Kindness in the World of Chickens, Colin Dodds

My Man is SmokingMy Main Man is Smoking. Memphis 2013. Barl, (photo credit: Karen B. Golightly)

 

(Note: regarding audio–this poem starts at 1:17 seconds)

 

Kindness in the World of Chickens

 

As if there was kindness in the world of chickens.
Prying these eyes open
and shoving the tears back in.

He suspects a reason for being born.
But hates what he suspects.
At least tell the chickens
there’s no help on the way.

The signs remind of the immense pleasure
in the ever-running error,
remind the chickens that they’ll someday fly
or that they flew before.

The torso mutinies.
The chickens blink.
Hell compromises to be here.
Just like everything else.

____________
Colin Dodds

 

Review by John Johnson

There is kindness in this poem.

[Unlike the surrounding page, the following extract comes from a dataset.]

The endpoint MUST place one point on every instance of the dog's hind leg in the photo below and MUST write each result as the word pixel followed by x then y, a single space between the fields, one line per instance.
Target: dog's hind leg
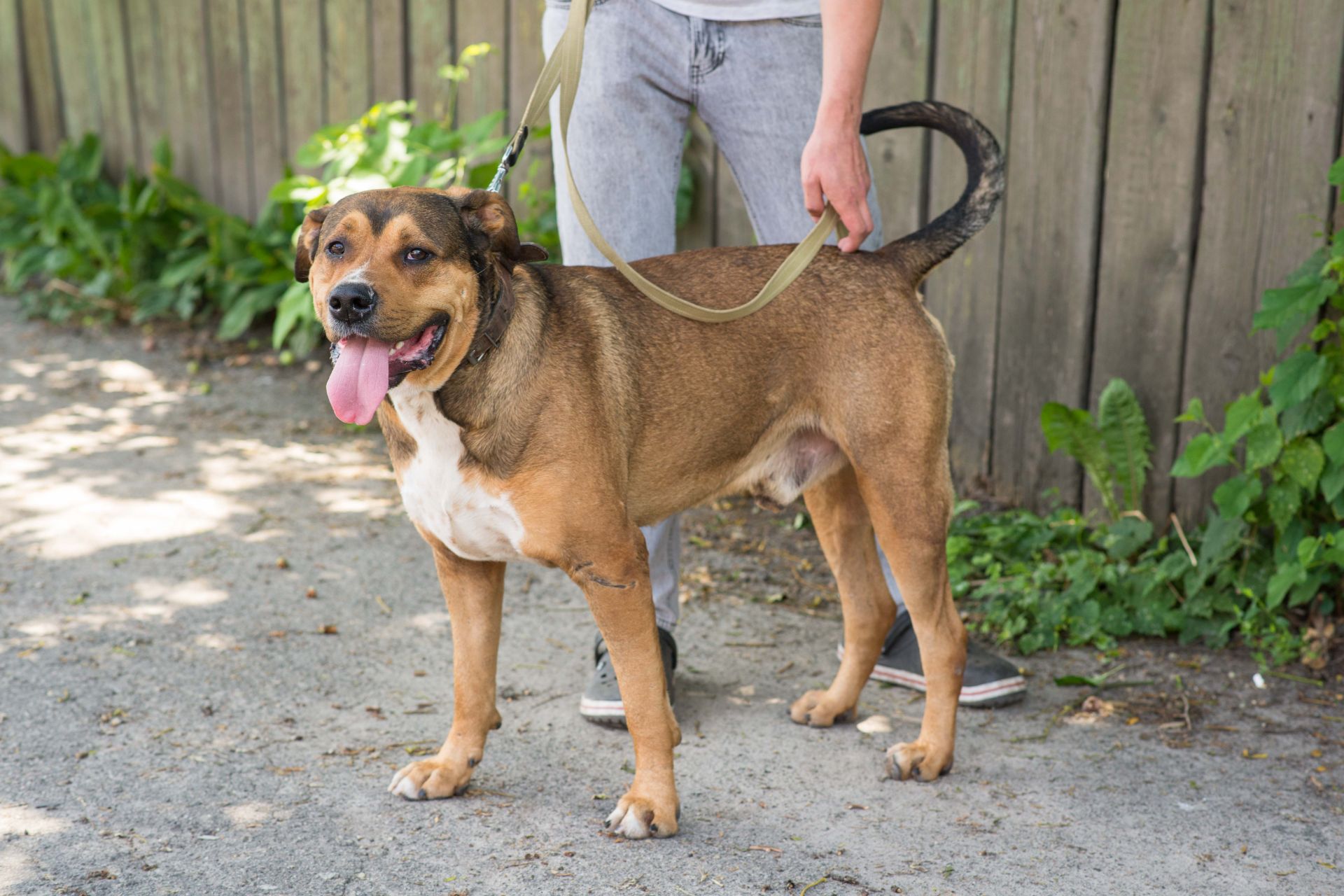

For instance, it doesn’t explain itself, which is kindness in any poem. The poet knows we don’t need to know whose eyes are pried open (human, chicken, both), or by whom, or who is shoving those tears back in. It’s enough to know the task is impossible. Nothing can undo hurt once it’s been done. And even though there is “no help on the way,” no call for hope or faith, there is kindness in the “ever-running error” of history, of mutation and evolution, kindness and “immense pleasure” in knowing that flight (if not help) is coming, or that it’s already come and been forgotten. “The torso mutinies. / The chickens blink.” The body (chicken, human, politic) overthrows itself, and quickly, “like everything else,” like this poem overthrows its opening line. No longer ironic, it asks us to imagine, after all, kindness in the world of chickens.